Birds of Nebraska: Newspaper Accounts, 1854-1923

Sandy Griswold. August 3, 1890. Omaha Sunday Bee 20(46): 9. Opening sports page story.

Sports of the Dog Days.

A Glorious Day With the Upland Plover.

Gunners hereabout are having great sport just now with the upland plover. The birds came in about ten days since in unusual numbers and today the prairies are fairly swarming with them in different localities along the old military road, in fact, out on the open plain in almost any direction. Some big bags have been made, and the birds are being shipped in in great numbers.

But few people seem to understand that the upland plover, which, is really the Bartramian sand-piper, is one of the finest game birds that flies. As a bonne bouche they are unsurpassed in the estimation of many gastronomes, and the writer considers them next in rank to the Wilson snipe and the canvasback duck.

This is just the season for shooting them, in this latitude, and they will remain until the arrival of Jack Frost, when they continue on to the south.

The habits of the bird are peculiar. One inexperienced in ornithology would naturally look for a plover of any species along the shores of rivers and lakes, or in the swampy morass and low lands. But they are not to be found there, at least in this region. Here they frequent the wide, open plains or the upland downs, where the grass is short, but tender and luxuriant. Again they are often found in large numbers in the open hill pastures among the cattle and in the newly ploughed fields, where they feed on the countless coleopterous insects which breed and abound there.

The writer took a day off Friday and with a friend of his earlier shooting days, put it in among the plover out on the Military road.

We had great sport and made a bag between us of twenty-four big, fat pipers, killing five at the first fire, without getting out of the buggy.

The upland plover is a wary and timid bird, hard to approach on foot, but perfectly indifferent to a horse and vehicle. This renders their pursuit in this manner very easy and indolent sport, yet, exceedingly agreeable. The birds cannot be said to feed in flocks, for while they gather together in large numbers, on the same ground, they do not follow each other like gallinaceous birds or act in concert in any way. When finished one bird gets up at a time, or rather every bird gets up after his own peculiar fashion and flies off alone on a course away from his relatives. They gravitate, however, and after an erratic flight of some considerable length of time will join each other until they settle again. While running over the plain—and they go at a respectable gait, too—they are almost constantly sounding a soft, plaintive whistle, which is a sure warning that they are about to take wing. The hunter knows the sound well, and when he hears it he invariably crouches low, hoping to get a crack at them as they wheel and convolute in their aerial reconnaissance.

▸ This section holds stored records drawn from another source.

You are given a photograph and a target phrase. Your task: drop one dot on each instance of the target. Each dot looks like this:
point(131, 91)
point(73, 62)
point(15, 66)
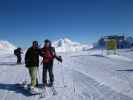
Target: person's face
point(47, 44)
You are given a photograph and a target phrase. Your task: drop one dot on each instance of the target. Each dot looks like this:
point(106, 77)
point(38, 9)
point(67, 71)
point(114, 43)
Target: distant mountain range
point(67, 45)
point(61, 45)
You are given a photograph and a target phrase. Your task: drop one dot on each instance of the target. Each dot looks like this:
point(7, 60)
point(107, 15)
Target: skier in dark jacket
point(32, 63)
point(17, 53)
point(48, 54)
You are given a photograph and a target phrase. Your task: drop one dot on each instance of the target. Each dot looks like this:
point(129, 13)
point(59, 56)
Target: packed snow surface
point(6, 47)
point(90, 75)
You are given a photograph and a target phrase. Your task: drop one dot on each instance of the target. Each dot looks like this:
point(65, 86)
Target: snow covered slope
point(6, 47)
point(66, 45)
point(88, 76)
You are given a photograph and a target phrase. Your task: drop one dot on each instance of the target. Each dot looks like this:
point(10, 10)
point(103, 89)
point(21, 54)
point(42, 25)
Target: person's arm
point(59, 58)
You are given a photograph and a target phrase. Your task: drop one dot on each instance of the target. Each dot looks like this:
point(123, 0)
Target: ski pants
point(48, 68)
point(19, 59)
point(33, 75)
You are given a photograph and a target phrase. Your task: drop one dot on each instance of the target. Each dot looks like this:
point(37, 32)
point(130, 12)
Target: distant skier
point(32, 63)
point(48, 54)
point(17, 53)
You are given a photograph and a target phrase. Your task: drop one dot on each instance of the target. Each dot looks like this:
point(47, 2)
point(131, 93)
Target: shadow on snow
point(14, 88)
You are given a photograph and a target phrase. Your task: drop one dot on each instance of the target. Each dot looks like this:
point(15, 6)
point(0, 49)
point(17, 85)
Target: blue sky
point(22, 21)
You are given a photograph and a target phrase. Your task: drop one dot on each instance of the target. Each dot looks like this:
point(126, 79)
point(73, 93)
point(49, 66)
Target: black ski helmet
point(35, 43)
point(48, 41)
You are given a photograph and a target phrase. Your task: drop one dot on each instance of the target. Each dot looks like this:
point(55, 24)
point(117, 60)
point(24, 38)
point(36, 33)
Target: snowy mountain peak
point(67, 45)
point(6, 46)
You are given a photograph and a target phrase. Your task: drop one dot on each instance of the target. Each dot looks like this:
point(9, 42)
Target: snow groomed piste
point(82, 76)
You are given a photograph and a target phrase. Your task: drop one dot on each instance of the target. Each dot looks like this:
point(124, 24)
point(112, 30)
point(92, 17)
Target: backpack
point(48, 55)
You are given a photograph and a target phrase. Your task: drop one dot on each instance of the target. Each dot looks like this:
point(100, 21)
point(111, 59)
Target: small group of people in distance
point(32, 62)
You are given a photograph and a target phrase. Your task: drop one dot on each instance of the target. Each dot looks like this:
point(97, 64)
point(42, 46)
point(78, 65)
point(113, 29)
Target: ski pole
point(63, 77)
point(38, 78)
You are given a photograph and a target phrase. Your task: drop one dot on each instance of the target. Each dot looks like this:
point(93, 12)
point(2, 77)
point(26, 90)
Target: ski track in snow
point(88, 77)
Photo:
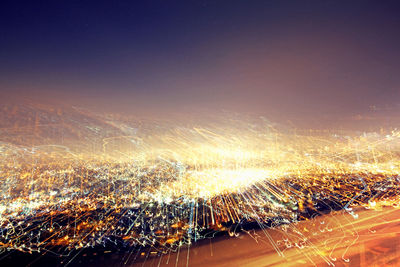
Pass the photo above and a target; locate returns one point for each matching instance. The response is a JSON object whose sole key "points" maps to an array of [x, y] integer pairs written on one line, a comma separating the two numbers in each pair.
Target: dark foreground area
{"points": [[343, 238]]}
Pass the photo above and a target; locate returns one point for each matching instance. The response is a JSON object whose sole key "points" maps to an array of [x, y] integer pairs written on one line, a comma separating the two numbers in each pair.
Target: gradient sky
{"points": [[296, 58]]}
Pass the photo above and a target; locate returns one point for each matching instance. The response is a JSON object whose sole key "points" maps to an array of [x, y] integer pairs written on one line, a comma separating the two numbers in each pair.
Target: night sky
{"points": [[293, 58]]}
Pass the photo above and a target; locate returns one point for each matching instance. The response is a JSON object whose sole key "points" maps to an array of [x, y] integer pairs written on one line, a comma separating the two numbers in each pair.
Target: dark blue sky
{"points": [[288, 57]]}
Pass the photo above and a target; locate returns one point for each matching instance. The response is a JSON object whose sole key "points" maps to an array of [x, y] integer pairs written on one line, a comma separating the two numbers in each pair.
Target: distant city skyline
{"points": [[278, 58]]}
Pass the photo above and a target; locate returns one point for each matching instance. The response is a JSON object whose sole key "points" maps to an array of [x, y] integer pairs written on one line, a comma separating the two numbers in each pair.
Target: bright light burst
{"points": [[170, 187]]}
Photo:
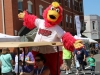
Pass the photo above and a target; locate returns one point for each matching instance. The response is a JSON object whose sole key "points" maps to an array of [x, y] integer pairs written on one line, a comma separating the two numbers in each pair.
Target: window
{"points": [[41, 11], [20, 4], [65, 2], [73, 2], [76, 5], [93, 24], [70, 21], [29, 6], [81, 7], [67, 20], [69, 3]]}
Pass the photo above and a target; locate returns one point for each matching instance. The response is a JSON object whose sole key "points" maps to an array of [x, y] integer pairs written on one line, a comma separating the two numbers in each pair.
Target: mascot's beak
{"points": [[52, 15]]}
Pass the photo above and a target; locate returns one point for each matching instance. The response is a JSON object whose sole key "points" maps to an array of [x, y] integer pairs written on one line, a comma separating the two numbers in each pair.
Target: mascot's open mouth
{"points": [[52, 16]]}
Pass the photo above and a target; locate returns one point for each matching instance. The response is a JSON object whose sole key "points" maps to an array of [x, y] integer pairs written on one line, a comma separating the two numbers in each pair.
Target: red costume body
{"points": [[49, 31]]}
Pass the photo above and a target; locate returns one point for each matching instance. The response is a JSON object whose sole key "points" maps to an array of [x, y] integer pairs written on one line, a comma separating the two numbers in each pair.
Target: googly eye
{"points": [[57, 10], [52, 8]]}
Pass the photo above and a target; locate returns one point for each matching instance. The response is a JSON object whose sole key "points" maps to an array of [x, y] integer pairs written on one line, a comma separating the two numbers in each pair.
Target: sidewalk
{"points": [[97, 69]]}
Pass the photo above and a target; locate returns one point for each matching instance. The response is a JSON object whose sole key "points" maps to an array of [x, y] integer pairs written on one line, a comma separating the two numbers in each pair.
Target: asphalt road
{"points": [[87, 72]]}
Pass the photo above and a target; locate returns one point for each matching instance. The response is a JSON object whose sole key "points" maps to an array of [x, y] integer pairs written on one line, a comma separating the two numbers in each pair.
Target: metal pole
{"points": [[18, 60], [57, 60], [3, 19]]}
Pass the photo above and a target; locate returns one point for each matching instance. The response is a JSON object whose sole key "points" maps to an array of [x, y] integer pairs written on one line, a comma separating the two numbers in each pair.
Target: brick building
{"points": [[9, 9]]}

We were driving along an unfrequented by-path, after having made three or four good shots, when suddenly we were both started by a very chorus of "tee-wheetle-tee-wheetles," and quickly descried fully thirty of the yellow legs running in all directions away from us. We had evidently startled the birds while they had been quietly basking in the warm sunshine. We quickly sprang from the buggy and got in both barrels as the birds arose, but only one, and that a wing-tipped hen, rewarded our effort.

It was not certain who brought the bird down, as we were both together when we fired, but my friend ran to gather the wounded plover. But he found it no easy task, for the little hen started off like a diminutive ostrich, and it was a hard chase for a couple of hundred yards, when the bird suddenly disappeared as completely as if she had been resolved into the original elements.

Jack was nonplussed, and I hurried forward.

"Where is she?" I asked.

"You tell," replied he, as he gazed in wonderment all about the spot.

We had no dog, of course, for a dog would be a hindrance at plover shooting, and there was nothing to do but hunt and solve the mystery ourselves. After fully fifteen minutes had been spent in scrutinizing the little tufts of grass and brown hollows lying all about us, Jack suddenly called.

"Look here."

I hurried over to him and he pointed at his feet, and there, nestling closely to a big brown clod, lay the plover, her beautifully mottled plumage assimilating so perfectly with the leaden earth and rufous colored grass, that not one pair of eyes in a thousand would have discovered her.

The upland plover is a queer bird in many other respects. It has the faculty of gauging the range of a shot gun better than any bird, save the canvas back, that I know of, and many a shot we needlessly threw away at birds flushing out of gunshot. They fly swiftly and when in the air look much larger than they really are, owing to the great length of their sharp pointed wings. They are but precious little larger than the jack-snipe, about an even thing between the snipe and the woodcock, but possess more gumption than both of these excellent birds combined. The plover, too, is a provoking little rascal, always lying perfectly still, sort of side ways, while you are advancing on him, and then, just as you are counting on a shot dead sure, you are startled by that sad "tee-wheetle-tee-wheet!" and he's off. Then round and round he circles, all about you, but never quite within reach of your gun, and you might just as well move on first as last.

The shooting is good just now, and sportsmen, who long for a little excitement and recuperation, can find it in a drive over the hills and across the prairies, anywhere to the west or northwest beyond the city limits.